There’s always some trace of doubt when you’re about to do something great and extraordinary. I’ve been worried that my pace isn’t good enough, I haven’t trained long enough, maybe I’m not that strong, I’m too to old to run a race now (how dumb is that?), I’m out of shape and not where I thought I would be physically at this point in my life. I wanted to give up before I’d even got out of bed, but something came over me. The idea that I just paid $30 for this race and wasn’t going to attempt the damn thing did not sit well with me. So I decided to grab my sunglasses, applesauce, keys, frozen water bottle, and head out the door.

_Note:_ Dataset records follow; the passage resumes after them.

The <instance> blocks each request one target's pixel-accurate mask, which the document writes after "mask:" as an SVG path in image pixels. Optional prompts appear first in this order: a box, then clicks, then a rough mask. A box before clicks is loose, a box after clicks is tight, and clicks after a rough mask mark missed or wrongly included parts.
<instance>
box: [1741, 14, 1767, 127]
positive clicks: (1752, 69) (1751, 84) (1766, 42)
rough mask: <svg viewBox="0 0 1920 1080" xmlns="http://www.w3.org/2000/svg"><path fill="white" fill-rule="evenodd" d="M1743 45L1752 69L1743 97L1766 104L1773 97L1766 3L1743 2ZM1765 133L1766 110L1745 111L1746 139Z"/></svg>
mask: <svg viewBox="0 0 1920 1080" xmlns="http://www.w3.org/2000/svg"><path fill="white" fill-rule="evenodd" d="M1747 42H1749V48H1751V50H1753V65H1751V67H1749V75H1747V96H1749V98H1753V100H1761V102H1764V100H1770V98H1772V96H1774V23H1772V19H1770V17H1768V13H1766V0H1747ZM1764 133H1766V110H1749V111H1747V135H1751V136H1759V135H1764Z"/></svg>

Once there, I quickly realized that I probably should have eaten more food. My stomach started speaking to me in gibberish and then I worried that I might get a little weak because let me tell you, North Carolina heat and humidity is not a joke. When you’re hungry AND hot, the Incredible Hulk sometimes appears. Fortunately, he decided to chill out today. The feeling that you get once you stand at the START line and take in all of the positive energy and smiles around you, when you realize that you’re running a race for a good cause, in my case, helping families who have lost their firefighting husband or wife in the line of duty, you stop worrying about the small stuff. And when the whistle blows, that first step is all you need in order to win the fight against fear and intimidating.

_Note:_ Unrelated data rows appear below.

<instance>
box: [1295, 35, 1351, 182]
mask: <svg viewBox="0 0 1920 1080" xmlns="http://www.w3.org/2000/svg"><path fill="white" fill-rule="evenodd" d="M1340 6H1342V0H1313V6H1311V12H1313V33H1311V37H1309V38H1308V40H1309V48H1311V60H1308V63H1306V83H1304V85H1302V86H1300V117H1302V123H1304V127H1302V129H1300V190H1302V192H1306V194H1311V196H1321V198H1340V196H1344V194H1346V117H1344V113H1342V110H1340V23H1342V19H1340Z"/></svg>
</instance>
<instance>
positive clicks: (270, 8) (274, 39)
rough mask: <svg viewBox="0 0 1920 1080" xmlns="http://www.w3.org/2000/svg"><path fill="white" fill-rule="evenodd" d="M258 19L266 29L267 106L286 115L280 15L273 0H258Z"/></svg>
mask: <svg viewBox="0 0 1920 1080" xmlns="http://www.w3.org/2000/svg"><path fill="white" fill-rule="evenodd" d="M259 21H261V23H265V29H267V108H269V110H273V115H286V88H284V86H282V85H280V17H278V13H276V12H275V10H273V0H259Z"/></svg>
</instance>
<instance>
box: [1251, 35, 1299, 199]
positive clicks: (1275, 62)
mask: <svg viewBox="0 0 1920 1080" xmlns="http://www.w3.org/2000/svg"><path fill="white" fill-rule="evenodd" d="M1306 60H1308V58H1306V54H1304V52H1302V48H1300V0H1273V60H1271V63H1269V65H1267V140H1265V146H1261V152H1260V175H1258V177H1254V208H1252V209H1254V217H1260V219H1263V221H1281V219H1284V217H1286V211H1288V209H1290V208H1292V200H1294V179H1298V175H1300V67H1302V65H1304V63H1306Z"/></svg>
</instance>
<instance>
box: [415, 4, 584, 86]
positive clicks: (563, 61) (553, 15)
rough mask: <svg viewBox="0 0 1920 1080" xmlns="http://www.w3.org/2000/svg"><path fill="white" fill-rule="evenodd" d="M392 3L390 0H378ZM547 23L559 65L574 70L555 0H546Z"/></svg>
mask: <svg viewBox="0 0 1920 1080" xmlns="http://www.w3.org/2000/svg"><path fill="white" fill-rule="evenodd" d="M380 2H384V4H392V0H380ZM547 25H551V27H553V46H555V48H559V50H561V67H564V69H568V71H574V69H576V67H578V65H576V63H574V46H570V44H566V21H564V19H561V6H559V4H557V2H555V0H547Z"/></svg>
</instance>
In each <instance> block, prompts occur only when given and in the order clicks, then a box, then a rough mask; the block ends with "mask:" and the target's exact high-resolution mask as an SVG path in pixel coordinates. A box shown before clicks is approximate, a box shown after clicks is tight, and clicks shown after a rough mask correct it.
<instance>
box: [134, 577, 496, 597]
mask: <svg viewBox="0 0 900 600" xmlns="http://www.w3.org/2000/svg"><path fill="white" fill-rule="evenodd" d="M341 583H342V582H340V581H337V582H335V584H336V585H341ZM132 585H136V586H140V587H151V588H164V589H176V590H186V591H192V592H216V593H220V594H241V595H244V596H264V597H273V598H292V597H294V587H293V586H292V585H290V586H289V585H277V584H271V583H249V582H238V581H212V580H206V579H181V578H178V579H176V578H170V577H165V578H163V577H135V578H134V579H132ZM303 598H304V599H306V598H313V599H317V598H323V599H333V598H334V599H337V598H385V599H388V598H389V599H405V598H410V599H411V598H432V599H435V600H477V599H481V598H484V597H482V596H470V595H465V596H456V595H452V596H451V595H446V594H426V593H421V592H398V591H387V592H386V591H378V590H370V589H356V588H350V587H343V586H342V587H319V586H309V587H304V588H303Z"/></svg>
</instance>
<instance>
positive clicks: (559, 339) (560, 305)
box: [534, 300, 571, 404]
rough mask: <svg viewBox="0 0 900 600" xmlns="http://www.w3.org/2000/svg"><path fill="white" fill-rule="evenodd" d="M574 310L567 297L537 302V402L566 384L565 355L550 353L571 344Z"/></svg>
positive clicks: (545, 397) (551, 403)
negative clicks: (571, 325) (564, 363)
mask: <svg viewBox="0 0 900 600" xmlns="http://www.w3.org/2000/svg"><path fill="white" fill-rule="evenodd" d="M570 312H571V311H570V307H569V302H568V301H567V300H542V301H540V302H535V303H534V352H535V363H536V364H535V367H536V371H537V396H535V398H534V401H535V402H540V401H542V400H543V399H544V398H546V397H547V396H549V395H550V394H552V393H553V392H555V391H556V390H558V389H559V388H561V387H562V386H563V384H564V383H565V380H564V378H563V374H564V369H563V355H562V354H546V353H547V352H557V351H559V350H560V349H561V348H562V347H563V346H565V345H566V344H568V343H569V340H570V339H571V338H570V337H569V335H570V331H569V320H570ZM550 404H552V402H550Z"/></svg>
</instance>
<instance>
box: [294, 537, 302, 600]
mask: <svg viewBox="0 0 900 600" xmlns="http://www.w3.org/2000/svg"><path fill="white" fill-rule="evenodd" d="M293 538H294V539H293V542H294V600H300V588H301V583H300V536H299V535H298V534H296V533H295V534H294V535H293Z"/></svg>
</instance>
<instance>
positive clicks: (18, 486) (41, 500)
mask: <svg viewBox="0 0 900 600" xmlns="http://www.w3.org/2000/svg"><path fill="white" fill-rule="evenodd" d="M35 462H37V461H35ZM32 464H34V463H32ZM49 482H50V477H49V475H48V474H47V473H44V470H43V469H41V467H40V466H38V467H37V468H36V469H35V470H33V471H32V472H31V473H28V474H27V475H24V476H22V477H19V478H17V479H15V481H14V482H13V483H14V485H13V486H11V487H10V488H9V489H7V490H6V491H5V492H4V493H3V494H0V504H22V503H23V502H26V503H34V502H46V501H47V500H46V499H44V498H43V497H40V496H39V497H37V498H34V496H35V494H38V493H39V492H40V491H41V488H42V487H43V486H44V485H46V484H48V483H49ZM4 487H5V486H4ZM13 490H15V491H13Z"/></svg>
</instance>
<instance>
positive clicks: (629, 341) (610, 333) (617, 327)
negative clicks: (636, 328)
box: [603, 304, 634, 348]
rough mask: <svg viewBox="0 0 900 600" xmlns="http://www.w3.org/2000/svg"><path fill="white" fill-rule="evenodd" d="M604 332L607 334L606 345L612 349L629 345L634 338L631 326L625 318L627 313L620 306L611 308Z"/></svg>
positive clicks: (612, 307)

Childhood Flashback: While I was standing at the START line today, I saw a couple with a little girl around the age of 8 or so. I didn’t know at the time, but that little girl taught me a very important lesson today. When I was about the same age as that little girl I remember walking with my mother from our house in the city to my grandfather’s house in the suburbs (2.5 miles) in the hot sun. When we reached the dirt road that lead to his house, I fell to my knees and screamed, ” I can’t walk no more.” To this day, my mother has not let me live down that moment and it has become a joke between the both of us. When I saw that little girl later, almost half way through the race, I saw her panting and yelling, “I can’t run anymore.” In that moment, I saw myself passing myself as that eight year-old who had given up, but with several differences. One, I’m older now, but two, we were on two different sides. That little girl still had quite a ways to go before completing the race, but for me, I was almost done. I realized that I was no longer a little girl who had given up, but a beautiful young lady who rose to the challenge. I hope that someday she will find her inner strength as well.
“Yeah, you did it! You finished your first 5K in over four years in 35.41 minutes. Even better, you beat your previous record by two minutes. Who cares if you’re going to be 30 years-old in less than a year? Right, now you’re one hot chick with another victory under her belt.”